10/10/08

Asha Bajpai

Asha Bajpai is a law teacher at the Centre for Socio Legal Studies and Human Rights, Tata Institute of Social Sciences [TISS, Bombay]. She teaches and researches "law and social work", and "law and development".

Rachita Bansal

I finished the 5yr law course from Symbiosis Law College, Poona in 2005 after which I pursued Masters in Law from University of Warwick (International Economic Law). I worked as a corporate lawyer in Bombay for Kochhar and Co. for one year and have been now working in Delhi for Ms. Indira Jaising for the past 5 months. I handle all her public interest litigation in various High Courts and the Supreme Court. I worked on the recent writ petition against the stay of the smoke-free rules and was the counsel for the anti tobacco NGOs. I read voraciously and I'm interested in being associated with LASSNET.

Dr. Dina M. Siddiqi

Dr. Dina M. Siddiqi is a cultural anthropologist with a strong interest in gender, human rights and transnational feminist politics.

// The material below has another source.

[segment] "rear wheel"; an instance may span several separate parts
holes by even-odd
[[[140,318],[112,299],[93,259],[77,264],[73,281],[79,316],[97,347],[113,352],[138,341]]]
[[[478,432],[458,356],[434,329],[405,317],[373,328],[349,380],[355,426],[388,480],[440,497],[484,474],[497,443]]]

She is a South Asia specialist, with particular expertise on gender and Islam in Bangladesh. Her research and publications concern globalization and human rights, non-state dispute resolution systems, and the cultural politics of Islam. Dr. Siddiqi has worked for leading human rights organizations in Bangladesh including Ain o Salish Kendra, and has been a consultant for UNDP, UNICEF and the Royal Norwegian Embassy in Dhaka. She teaches anthropology and gender studies on a part-time basis in the United States. Dr. Siddiqi was Senior Research Associate at the Alice Paul Center for the Study of Women, Gender and Sexuality at the University of Pennsylvania from 2004-2007 and a Research Fellow at the Centre for Policy Dialogue, Dhaka in 2002. She is currently a core resource person and adjunct faculty member at the Centre for Gender, Sexuality and HIV/AIDS at the James P. Grant School of Public Health, BRAC University, Dhaka. She is part of the Core Advisory Group of the South Asian Network of Gender Activists and Trainers (SANGAT) and a member of the Coalition for Sexual and Bodily Rights in Muslim Societies (CSBR).